On avait fini, de guerre lasse, par s’habituer à l’éternueu, et comme le lutin n’avait jamais fait de mal à personne, on en vint à ne plus craindre de passer par la route et l’on se contenta de se signer dévotement quand le bruit bien connu parvenait aux oreilles.

Un soir d’été, par un beau clair de lune, un paysan revenait d’un marché voisin. Bientôt il entendit les atchi ! de l’éternueu, mais il ne s’en inquiéta pas. Sans doute, le lutin n’avait pas autre chose à faire, car il se donna le plaisir de suivre le paysan pendant un bon quart de lieue en poussant son atchi ! incessant. À la fin, le paysan ennuyé s’écria tout à coup :

— « Avez-vous bientôt fini d’éternuer ainsi ? Que le bon Dieu vous bénisse vous et votre rhume ! »

Il n’avait pas fini ces mots qu’un fantôme revêtu d’un grand drap blanc s’offrit à ses yeux : c’était l’éternueu.

— « Merci, ami ; tu viens de me délivrer d’un grand supplice. À la suite de mes péchés, Dieu me condamna à errer autour de ce village en éternuant sans trêve ni repos, du soir au matin jusqu’à ce qu’un vivant charitable me délivrât en me disant : « Dieu vous bénisse ! »

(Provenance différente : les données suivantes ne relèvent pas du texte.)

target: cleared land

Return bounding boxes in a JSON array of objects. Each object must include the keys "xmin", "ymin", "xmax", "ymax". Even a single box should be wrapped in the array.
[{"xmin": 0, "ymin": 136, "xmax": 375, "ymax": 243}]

Bien des années se sont passées depuis ce temps ; il y a pour le moins cinq cents ans que je viens ici éternuant toujours dès que je vois un voyageur. Aucun ne m’avait dit « Dieu vous bénisse ! » Heureusement que ce soir j’ai eu la bonne idée de te suivre et que tu m’as délivré pour toujours. Encore une fois, merci. Adieu. »

Le fantôme disparut aussitôt et l’homme put rentrer à Englebelmer pendant que l’éternueu, délivré de son supplice, prenait sans doute le chemin du ciel.

À partir de ce jour, on n’entendit plus le soir sur la route les atchi ! du lutin.

C’est de là, ajoute-t-on, que date la coutume de dire à celui qui éternue : « Dieu vous bénisse ! » et celle de répondre à ce souhait par un : « Dieu vous le rende ! »


(Conté en février 1881, par M. Émilien Guilbert, d’Englebelmer [Somme]).

VII

le botteu



Dans un jardin d’Englebelmer, on pouvait entendre autrefois, à la nuit tombante, le bruit que fait un « botteu »[3] en coupant les branches des arbres avec sa serpe. Ce bruit se continuait chaque soir jusqu’à l’heure de minuit. Ce moment arrivé on entendait tomber une quantité de branches sur le sol et le bruit cessait complètement pour recommencer le lendemain soir. Comme pour l’éternueu, les paysans avaient bien cherché à savoir ce qu’était le botteu, mais toujours sans résultat. On avait entouré le jardin ; on avait entendu le bruit sec de la serpe frappant le bois, mais aucune branche ne tombait sur le sol et le botteu demeurait invisible.

On sut plus tard que ce botteu était un paysan mort depuis longtemps, qui revenait ainsi tous les soirs couper des branches d’arbres qui toujours repoussaient, en punition d’une mauvaise action qu’il avait commise autrefois. Il avait une haie mitoyenne avec un de ses voisins, et la nuit il lui était souvent arrivé d’aller « botter » le côté de la haie appartenant au voisin. En punition, le bon Dieu l’avait condamné à botter éternellement les arbres du jardin où ce vol s’était commis.

Les arbres du jardin ayant été abattus, on n’entendit plus le botteu et l’on ne sut jamais si le Seigneur lui avait pardonné ou s’il l’avait envoyé « botter » dans un autre village.


(Conté en février 1881, par M. Émilien Guilbert, d’Englebelmer [Somme)]).


  1. Flippe, boisson faite de cidre, d’eau-de-vie et de sucre que l’on a fait chauffer.
  2. Dossu-Bossu, qui a deux bosses, l’une au dos, et l’autre sur la poitrine.
  3. Botteu, celui qui fait profession d’élaguer les arbres.